Literally. I am back to the drawing board. Except picture it without a board, just the drawing.
Since being diagnosed with RA (or whatever it is going to morph into after seeing the specialist) - I have been having a lot of trouble sewing by hand all the little foresty friends that got me through a really rough artless time in my life.
It's amazing what excuses we will give ourselves to not be true to who we are. My main excuse has been lack of space. I have lived in a mailbox for over five years now in which time I let my drawing and painting wither and then die because it is too much effort to keep a small house clean with me cluttering up the house with easels, fumes, shavings and nude models everywhere.
ok, no nude models.
ok, no models - maybe nudity.
It has taken for my body to complain so hard, to force me to stop using my left hand, to stop me from hunching over material and my sore eyes from focusing on the eye of a needle - for me to get back to my roots. It has been some time since I have had art exhibitions, longer since I have held a paintbrush, and far too long since I have made a huge mess and had a life affirming moment doing so.

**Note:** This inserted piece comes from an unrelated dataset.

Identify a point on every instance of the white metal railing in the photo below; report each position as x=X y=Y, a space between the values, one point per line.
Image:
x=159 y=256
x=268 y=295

Anyone who has a creative need will know exactly what I mean. If you don't let it flow, your life can feel very stifled. Sad, empty and worthless.
Sound a little melodramatic? It has taken me years to realise that it isn't. It is just a basic truth of life.
So if you have a burning desire - I suggest strongly that you make the time to let it grow. Breathe a little life into it - make a spark that will give you the will to get up in the morning. Without taking the time to work on what we're meant to do - we're just taking up time.
Happy to announce then that I've decided to push for some work in this field again. It will take some time to get back to where I was, but I'm going to seriously enjoy getting there.
So, my first listing to sell portraits is up: wish me luck! With so much amazing competition out there, i'm going to need it!